Jerry Sandusky Scandal

Judge to Penn State: Turn over Freeh documents

In an order Thursday, a judge told Penn State that it must turn over the source materials for former FBI director Louis Freeh’s review of the Jerry Sandusky child sex abuse scandal.
In an order Thursday, a judge told Penn State that it must turn over the source materials for former FBI director Louis Freeh’s review of the Jerry Sandusky child sex abuse scandal. CDT file photo

A decision has been made on access to the Freeh report documents.

In an order Thursday, Bedford County Senior Judge Daniel Howsare, specially presiding in Centre County, told Penn State that it must turn over the source materials for former FBI director Louis Freeh’s commissioned review of the Jerry Sandusky child sex abuse scandal.

Seven of the university’s alumni-elected trustees petitioned the court for access to the documents, claiming they needed to see the original documents in order to adequately perform their fiduciary duties. The university is embroiled in a number of legal cases rising from the criminal case, which sent Sandusky to jail in 2012.

Howsare gave the university 20 days to turn over documents not covered by privilege or confidentiality protections, including those already in the public domain.

He gave Penn State a deadline of 45 days to review and label all confidential or privileged documents and turn those over. The petitioning trustees are only permitted to discuss the documents in executive session or with the university’s legal counsel.

The trustees are also ordered to sign an acknowledgment of the requirements.

Both sides seemed to see victory in the judge’s ruling.

Trustees’ attorney Daniel Brier called the ruling “thoughtful, thorough and correct.”

The trustees take to heart the ‘success with honor’ motto.
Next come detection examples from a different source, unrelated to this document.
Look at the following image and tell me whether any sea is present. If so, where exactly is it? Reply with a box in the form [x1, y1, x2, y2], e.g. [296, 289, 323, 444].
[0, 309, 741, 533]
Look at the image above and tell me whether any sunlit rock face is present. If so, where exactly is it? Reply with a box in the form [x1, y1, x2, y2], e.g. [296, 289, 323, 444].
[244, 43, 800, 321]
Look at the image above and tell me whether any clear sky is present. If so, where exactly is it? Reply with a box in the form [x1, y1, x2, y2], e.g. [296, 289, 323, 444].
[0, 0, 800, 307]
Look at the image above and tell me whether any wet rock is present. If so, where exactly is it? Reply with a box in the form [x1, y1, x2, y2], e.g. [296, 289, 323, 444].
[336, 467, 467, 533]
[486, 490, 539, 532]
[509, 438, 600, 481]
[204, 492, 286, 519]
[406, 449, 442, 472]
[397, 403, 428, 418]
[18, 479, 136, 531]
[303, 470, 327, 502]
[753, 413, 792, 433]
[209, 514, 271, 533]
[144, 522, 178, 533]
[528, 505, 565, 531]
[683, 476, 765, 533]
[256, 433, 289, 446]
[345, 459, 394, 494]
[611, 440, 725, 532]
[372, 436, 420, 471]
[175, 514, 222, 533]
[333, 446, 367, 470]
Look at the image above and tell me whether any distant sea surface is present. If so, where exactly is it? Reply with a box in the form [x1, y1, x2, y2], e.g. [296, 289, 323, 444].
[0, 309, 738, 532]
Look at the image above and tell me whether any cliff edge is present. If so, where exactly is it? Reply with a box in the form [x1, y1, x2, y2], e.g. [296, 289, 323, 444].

It is time to move forward.

Attorney Daniel Brier

“As we maintained from the beginning, we never believed that it was in the best interest of the university to withhold important documents from the trustees of the university,” he said. “It is time for the trustees to discharge their fiduciary duties without impediment, discover the truth and move forward in the best interests of the Pennsylvania State University.”

In a statement, the trustees said they were “heartened” by the decision.

“We feel it is not only our right, but our responsibility, to understand the very foundation of the Freeh report,” they said. “The court’s ruling today ensures our right to do exactly that.”

The university also claimed vindication.

“We are pleased with the court’s recognition of the university’s interest in maintaining the confidentiality of the materials, particularly the names and identities of those who were interviewed for the Freeh report,” said university spokeswoman Lisa Powers.

While we would have hoped that a confidentiality agreement would have been sufficient to protect the university’s interests, the court’s order provides additional protection from any breach of the court’s confidentiality requirements.

University spokeswoman Lisa Powers

“The seven alumni elected trustees’ continuing demand to know ‘who said what?’ is contrary to the university's efforts to create a climate where people feel safe in reporting possible wrongdoing,” she said in a statement. “The university offered repeatedly to provide essentially all of the approximately 3.5 million documents collected by the Freeh firm with no redactions whatsoever and all of the Freeh firm’s work product and interview memoranda with redactions of personally identifiable information, all under the conditions of a confidentiality agreement. This legal action was an unnecessary and wasteful expense.”

Watchdog group Penn Staters for Responsible Stewardship agreed on the last point.

“The only condition is that the trustees sign a confidentiality agreement — something the trustees have agreed to do since the outset,” said Maribeth Roman Schmidt.